What is Anaphylaxis?
- Anaphylaxis is an immediate, life threatening systemic reaction that occurs an exposure to a particular substance.
- It results from a type I hypersensitivity reaction in which release of chemical mediators from mast-cells results in massive vasodilation, increased capillary permeability, bronchoconstriction, and decrease peristalsis.
- It may caused by immunotherapy, skin testing, medications, contrast media infusion, insect stings, certain foods, or exercise.
- Prompt identification of signs and symptoms and immediate intervention are essential; the more quickly a reaction occurs, the more severe it tends to be.
- Complications include cardiovascular collapse and respiratory failure.
- Immediately asses airway, breathing, and circulation if presentation is severe, and intervene with cardiopulmonary resuscitation as appropriate.
- If presentation is less severe, assess vital signs, degree of respiratory distress, and presence of angioedema.
- Signs and symptoms include:
- Urticaria (hives), angioedema, pruritus, flushing.
- Laryngeal edema, bronchispasm, cough, wheezing, feeling of lump in the throat.
- Hypotension, tachycardia, palpitations, syncope.
- Nausea, vomiting, diarrhea, abdominal pain, bloating.
Therapeutic and Pharmacological Interventions
- Immediate treatment should include application of tourniquet above site of antigen injection (allergy injection, insect sting) or skin test site, to slow the absorption of antigen into the system.
- Epinephrine 0.1 to 0.5 mg (0.01 mg/kg) is injected into opposite arm subcutaneously (S.C) or I.M. may repeat every 15 to 20 minutes, if necessary, to cause vasoconstriction, decrease capillary permeability, relax airway smooth muscle, and inhibit mass cell mediator release.
- Subsequently, an adequate airway is established and hypotension and shock are treated with fluids and vasopressors.
- Bronchodilators are given to relax bronchial smooth muscle.
- Antihistamines, such as diphenhydramine and, possibly H2-histmaine blockers, such as ranitidine, may be given to block the effects of histamine.
- Corticosteroids are given to decrease vascular permeability and diminish the migration of inflammatory cells; may be helpful in preventing late-phase responses.
- Continually monitor respiratory rate and depth and breathe sounds for respiratory effort and effectiveness of ventilation.

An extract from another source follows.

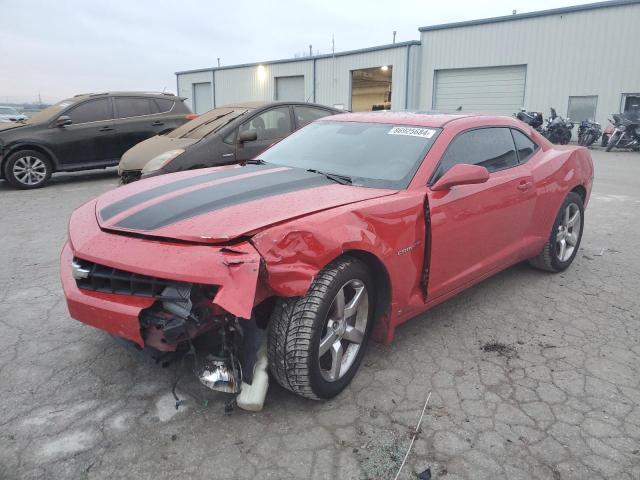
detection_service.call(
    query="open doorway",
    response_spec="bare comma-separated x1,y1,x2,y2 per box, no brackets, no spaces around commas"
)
351,66,392,112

- Monitor blood pressure using continuous automatic cuff.
- Monitor central venous pressure to ensure adequate fluid volume and to prevent fluid overload.
- Insert indwelling catheter and monitor urine output hourly to ensure kidney perfusion.
- Establish and maintain an adequate patent airway. If epinephrine has not stabilized bronchospasm, assist with endotracheal intubation, emergency tracheostomy, or cricothyroidotomy as indicated.
- Administer nebulized epinephrine and/or other bronchodilators, as ordered. Monitor heart rate (increased with bronchodilators).
- Provide oxygen by nasal cannula at 2 to 5 liters per minute or by alternate means, as ordered.
- Rapidly infuse I.V. fluids to fill vasodilated circulatory system and raise blood pressure. Titrate vasopressors based on blood pressure response.
- Remain responsive to the patient, who may remain alert but not completely coherent because of hypotension, hypoxemia, and effects of medication.
- When the patient is stable and alert, give a concise explanation of anaphylaxis and the treatment that was given.
- Keep family and significant others informed of the patient’s condition and treatment being given.
- Instruct the patient to read labels and be familiar with the name of the drug thought to cause a reaction.